Global Macro tepesindeki ülkelerin sayısına bakacak olur isek, bölgedeki enerji kaynakları, “kime yetecek” diye sorabiliriz. Elbette hedef sadece Doğu Akdeniz olmadığını, Hazar denizinden, Suriye’ye, Kırgızistan’dan Hindistan’a ve Arap yarım adasından Golan’daki tepe adamlara baktığımızda görebiliriz. Türkiye özelinde ise; Avrupa, Asya, Rusya, Afrika’nın merkezi olması sebebi ile önemli bir yere sahip olduğunu da buradan anlayabiliriz. Ekonomik açıdan bakıldığında hem İsrail hem de Kıbrıs gazının AB pazarına ulaşabilmesi için en uygun yol Türkiye’deki boru hatlarına bağlanacak olan yeni bir hat inşa etmektir. Ancak mevcut şartlarda Kıbrıs’da bir çözüme ulaşılmadığı takdirde bölgedeki gazın Türkiye’ye boru hattı yoluyla iletilmesi mümkün görünmemektedir. İsrail gazının ise LNG (Sıvılaştırılmış Doğal Gaz) yoluyla ithal edilme seçeneği en önemli konu başlığıdır. Yine de, Hazar denizinin statüsü, Azerbaycan’da Türk Keneşi gücü ile birlikte düşünmek bu olanaksızlığı düşürmektedir.
Batının havuç ile olan imtihanı epey daha sürecektir. Çünkü rakamlara bakıldığında bölge gazının AB pazarına girmesinden çok, Kıbrıs üzerindeki haklarımızdan vazgeçip Batı’nın istediği şekilde bir çözüme gidilmesinin amaçlandığı ortaya çıkmıştı ki, seçimlerin zaferi Sayın Ersin Tatar ile geliverdi. Kıbrıs ve İsrail ekonomisi için doğal gaz kaynaklarının ticari olarak değerlendirilmesinin yanısıra, hergün çizilen Yeni İpek Yolu’na işaret eden Akdeniz Navtexleri biraz daha gündemimizde olacaktır. Doğu Akdeniz’in turkuazından, Ege’nin lacivertine, Marmara’nın denklemine ve Karadeniz’in Fatih’ine kadar herşey daha yeni başlıyor.
Önemli Not: Yazımızda Kıbrıs’ın bağımsızlığının en önemli Parolası olan ‘Ayşe’ ismine atıfta bulanarak başlamamızın sebebi, bir zafer parolasını biraz gülümseyerek, biraz da düşünerek anmaktır.
Kısa bir hatırlayış ile Sayın Prof. Dr. Ayşe Güneş Ayata hanımefendiye bu yazı vesilesi ile saygılarımı sunuyorum.

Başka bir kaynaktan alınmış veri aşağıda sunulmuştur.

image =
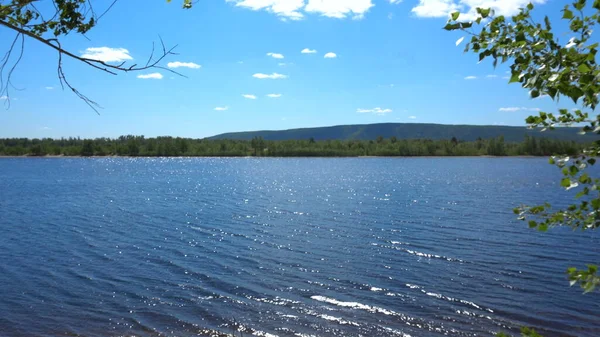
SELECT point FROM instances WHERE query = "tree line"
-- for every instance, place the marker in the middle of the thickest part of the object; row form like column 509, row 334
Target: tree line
column 174, row 147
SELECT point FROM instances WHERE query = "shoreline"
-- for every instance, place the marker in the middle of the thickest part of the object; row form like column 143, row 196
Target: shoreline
column 264, row 157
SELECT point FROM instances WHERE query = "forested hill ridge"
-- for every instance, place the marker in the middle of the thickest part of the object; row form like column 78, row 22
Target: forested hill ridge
column 175, row 147
column 408, row 131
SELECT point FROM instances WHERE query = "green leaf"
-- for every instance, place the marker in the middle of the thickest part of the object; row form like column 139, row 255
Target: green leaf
column 452, row 26
column 584, row 68
column 514, row 78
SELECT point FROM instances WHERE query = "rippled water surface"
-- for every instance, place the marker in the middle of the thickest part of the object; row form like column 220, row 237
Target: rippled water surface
column 285, row 247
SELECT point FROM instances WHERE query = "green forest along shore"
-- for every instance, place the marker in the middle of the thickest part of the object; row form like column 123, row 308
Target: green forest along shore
column 389, row 147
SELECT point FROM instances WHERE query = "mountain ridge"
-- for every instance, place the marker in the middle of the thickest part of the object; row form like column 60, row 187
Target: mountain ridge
column 462, row 132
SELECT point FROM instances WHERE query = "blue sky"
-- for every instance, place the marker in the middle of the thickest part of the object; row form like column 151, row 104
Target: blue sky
column 370, row 61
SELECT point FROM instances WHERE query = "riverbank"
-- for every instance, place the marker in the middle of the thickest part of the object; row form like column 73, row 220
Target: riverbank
column 134, row 146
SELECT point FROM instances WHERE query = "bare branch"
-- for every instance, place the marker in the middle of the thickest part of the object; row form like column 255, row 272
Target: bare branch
column 31, row 31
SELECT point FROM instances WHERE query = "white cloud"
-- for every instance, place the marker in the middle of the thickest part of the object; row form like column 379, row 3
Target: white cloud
column 293, row 9
column 289, row 9
column 151, row 76
column 273, row 76
column 375, row 111
column 275, row 55
column 178, row 64
column 443, row 8
column 514, row 109
column 106, row 54
column 339, row 8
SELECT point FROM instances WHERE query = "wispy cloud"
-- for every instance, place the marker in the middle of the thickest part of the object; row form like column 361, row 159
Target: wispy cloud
column 467, row 8
column 273, row 76
column 276, row 55
column 295, row 9
column 308, row 51
column 513, row 109
column 339, row 9
column 107, row 54
column 178, row 64
column 151, row 76
column 376, row 111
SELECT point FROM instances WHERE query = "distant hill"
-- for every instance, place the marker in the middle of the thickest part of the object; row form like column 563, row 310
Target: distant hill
column 409, row 131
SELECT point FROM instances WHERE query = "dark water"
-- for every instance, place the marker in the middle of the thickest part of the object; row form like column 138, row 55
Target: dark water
column 285, row 247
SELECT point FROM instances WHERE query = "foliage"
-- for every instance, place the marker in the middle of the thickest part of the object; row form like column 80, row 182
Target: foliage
column 544, row 65
column 168, row 146
column 410, row 131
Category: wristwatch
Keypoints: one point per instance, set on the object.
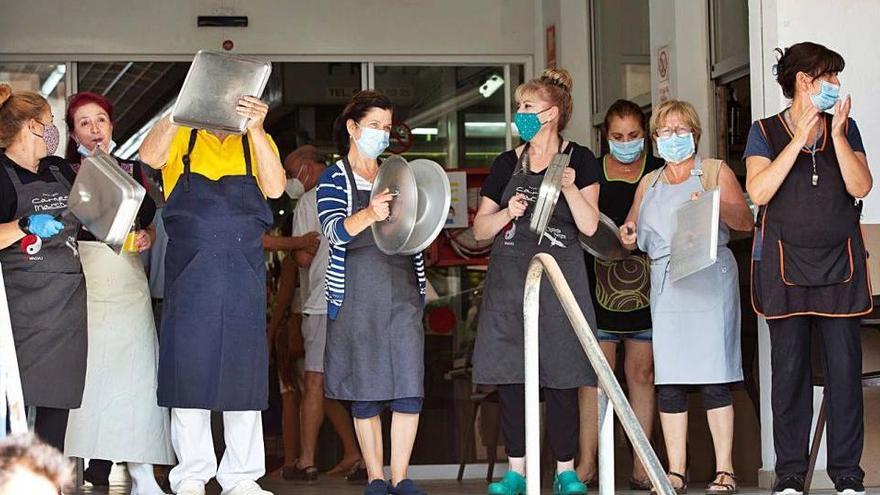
(24, 224)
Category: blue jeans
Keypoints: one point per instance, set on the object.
(617, 338)
(369, 409)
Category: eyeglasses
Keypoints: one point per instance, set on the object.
(680, 131)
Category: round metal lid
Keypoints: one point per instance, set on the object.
(548, 195)
(605, 242)
(432, 209)
(395, 175)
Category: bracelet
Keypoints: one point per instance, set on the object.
(24, 225)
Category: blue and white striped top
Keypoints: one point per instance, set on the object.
(335, 203)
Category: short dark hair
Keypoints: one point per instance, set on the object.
(624, 108)
(810, 58)
(27, 453)
(359, 105)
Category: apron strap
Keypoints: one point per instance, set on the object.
(352, 186)
(193, 134)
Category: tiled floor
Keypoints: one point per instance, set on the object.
(336, 486)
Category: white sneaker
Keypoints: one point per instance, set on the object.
(246, 487)
(191, 487)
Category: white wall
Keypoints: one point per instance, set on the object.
(848, 27)
(683, 26)
(276, 27)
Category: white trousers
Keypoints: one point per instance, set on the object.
(244, 458)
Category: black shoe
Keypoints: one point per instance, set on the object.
(95, 478)
(790, 484)
(849, 485)
(405, 487)
(357, 476)
(294, 473)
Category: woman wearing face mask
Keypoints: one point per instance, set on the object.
(41, 269)
(805, 169)
(374, 354)
(119, 418)
(621, 289)
(508, 200)
(696, 320)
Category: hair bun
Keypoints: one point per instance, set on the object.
(5, 93)
(559, 77)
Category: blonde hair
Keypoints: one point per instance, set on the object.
(554, 85)
(16, 109)
(685, 110)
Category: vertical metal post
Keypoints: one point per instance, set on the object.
(544, 263)
(606, 443)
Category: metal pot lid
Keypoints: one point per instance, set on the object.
(605, 242)
(548, 194)
(432, 210)
(396, 175)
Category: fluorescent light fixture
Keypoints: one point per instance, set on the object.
(425, 131)
(52, 81)
(131, 146)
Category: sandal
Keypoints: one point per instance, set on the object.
(718, 487)
(679, 490)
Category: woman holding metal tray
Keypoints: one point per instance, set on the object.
(696, 319)
(119, 419)
(41, 268)
(806, 168)
(621, 289)
(509, 199)
(374, 355)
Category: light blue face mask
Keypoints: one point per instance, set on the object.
(372, 141)
(827, 96)
(676, 149)
(627, 151)
(82, 150)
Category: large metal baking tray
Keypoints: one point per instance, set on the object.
(432, 209)
(548, 194)
(695, 241)
(105, 199)
(605, 242)
(214, 84)
(396, 175)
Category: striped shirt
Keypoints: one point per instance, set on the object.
(335, 204)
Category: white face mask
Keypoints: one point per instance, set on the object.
(294, 188)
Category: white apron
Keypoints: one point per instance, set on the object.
(120, 419)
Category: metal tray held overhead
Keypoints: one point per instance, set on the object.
(605, 242)
(419, 208)
(212, 88)
(548, 194)
(694, 244)
(105, 199)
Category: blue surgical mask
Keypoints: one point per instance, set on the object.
(628, 151)
(372, 141)
(82, 150)
(528, 124)
(826, 97)
(675, 148)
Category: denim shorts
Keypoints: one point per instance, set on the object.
(618, 337)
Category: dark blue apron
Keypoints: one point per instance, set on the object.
(213, 354)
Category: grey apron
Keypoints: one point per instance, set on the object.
(498, 352)
(375, 346)
(696, 319)
(47, 300)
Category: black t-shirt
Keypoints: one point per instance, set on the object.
(583, 161)
(8, 196)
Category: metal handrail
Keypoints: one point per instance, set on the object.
(544, 263)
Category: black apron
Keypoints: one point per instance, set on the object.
(808, 256)
(47, 299)
(375, 345)
(213, 352)
(498, 352)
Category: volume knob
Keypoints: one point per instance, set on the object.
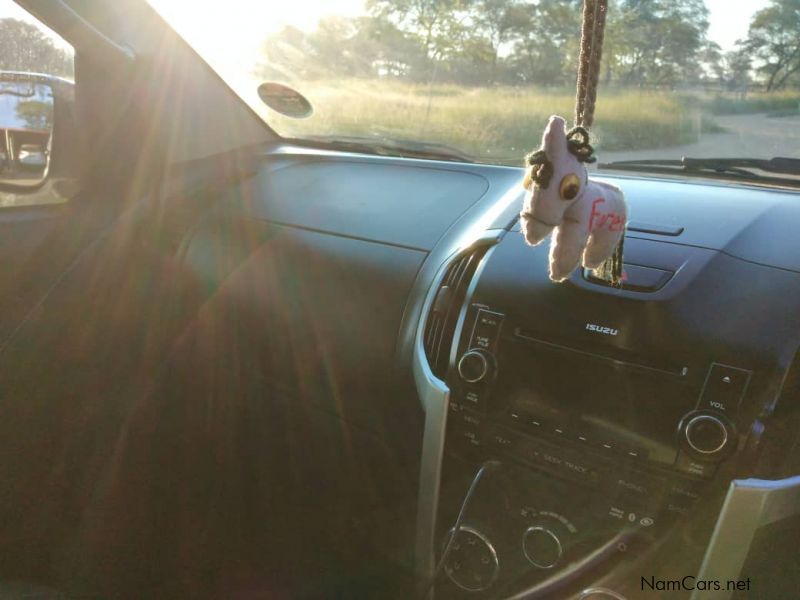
(542, 547)
(707, 435)
(474, 366)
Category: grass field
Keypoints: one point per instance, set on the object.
(495, 124)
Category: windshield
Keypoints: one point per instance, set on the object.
(678, 78)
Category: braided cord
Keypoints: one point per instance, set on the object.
(591, 52)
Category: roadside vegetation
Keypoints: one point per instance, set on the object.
(484, 75)
(498, 123)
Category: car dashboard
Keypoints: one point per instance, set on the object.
(627, 422)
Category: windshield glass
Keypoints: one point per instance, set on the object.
(678, 78)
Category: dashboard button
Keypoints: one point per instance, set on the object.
(542, 547)
(691, 466)
(724, 388)
(706, 434)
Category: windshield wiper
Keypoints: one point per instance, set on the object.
(383, 147)
(755, 169)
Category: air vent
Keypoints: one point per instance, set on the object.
(442, 319)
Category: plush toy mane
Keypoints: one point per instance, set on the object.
(585, 219)
(540, 169)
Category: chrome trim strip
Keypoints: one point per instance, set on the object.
(749, 505)
(434, 395)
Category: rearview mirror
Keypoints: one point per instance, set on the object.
(26, 129)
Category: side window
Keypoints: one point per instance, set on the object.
(37, 79)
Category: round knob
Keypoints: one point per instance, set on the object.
(474, 366)
(706, 434)
(472, 562)
(542, 547)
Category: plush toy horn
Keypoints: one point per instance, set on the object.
(586, 219)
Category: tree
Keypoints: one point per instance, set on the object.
(774, 39)
(737, 65)
(495, 21)
(24, 47)
(657, 42)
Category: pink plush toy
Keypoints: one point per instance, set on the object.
(587, 218)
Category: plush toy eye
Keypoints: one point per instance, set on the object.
(569, 187)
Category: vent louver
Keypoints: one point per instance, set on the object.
(441, 324)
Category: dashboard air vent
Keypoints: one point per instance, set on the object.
(441, 324)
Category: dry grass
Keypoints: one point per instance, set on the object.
(495, 124)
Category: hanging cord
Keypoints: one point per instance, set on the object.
(489, 465)
(592, 32)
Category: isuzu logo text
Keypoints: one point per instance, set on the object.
(601, 329)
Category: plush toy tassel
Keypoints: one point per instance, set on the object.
(611, 269)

Kuzey Kıbrıs Türk Cumhuriyeti’nin bağımsızlık parolası “Ayşe tatile çıksın.”
Birinci Barış Harekâtı sonrası yapılan ateşkes sırasında, Rumların adanın tamamı üzerinde söz sahibi olma isteğinden vazgeçmemeleri ve soydaşlarımıza uyguladıkları baskıları acımasızca artmış idi. Görüşmelerde bir çözüme ulaşılamamasının sonucu olarak, 12 Ağustos 1974 günü, Türkiye Cenevre’deki toplantıda, ikinci harekâta başlanabileceğini bildirilmiş idi. 11 Ağustos sabahı Bülent Ecevit, Cenevre’deki heyette görevli Prof. Haluk Ulman’a şu mesajı vermis idi: “Turan Güneş Bey’e söyleyin, Ayşe tatile çıkmak istedi. Hazırlıkları tamam. Eğer işi uzayacaksa gitmesini söyleyeceğim.” Ayşe, Dışişleri Bakanı Turan Güneş’in kızıydı. Ecevit’le Güneş daha önce kararlaştırdıkları parolaya göre “Ayşe tatile çıksın,” denildiğinde ikinci harekât başlayacaktı.
2020 yılının zafer ile sonuçlanan seçimlerinin temelinde bulanan, Dönemin Başbakanı olan Merhum Sayın Bülent Ecevit ve Dışişleri Bakanı Merhum Sayın Turan Güneş’i de Saygı ve Rahmet ile anıyorum.
Sayın yazar, Kıbrıs harekatında ve başarısında Sayın Rahmetlik Erbakan Hocayı anmadan geçtiğinize üzüldüm.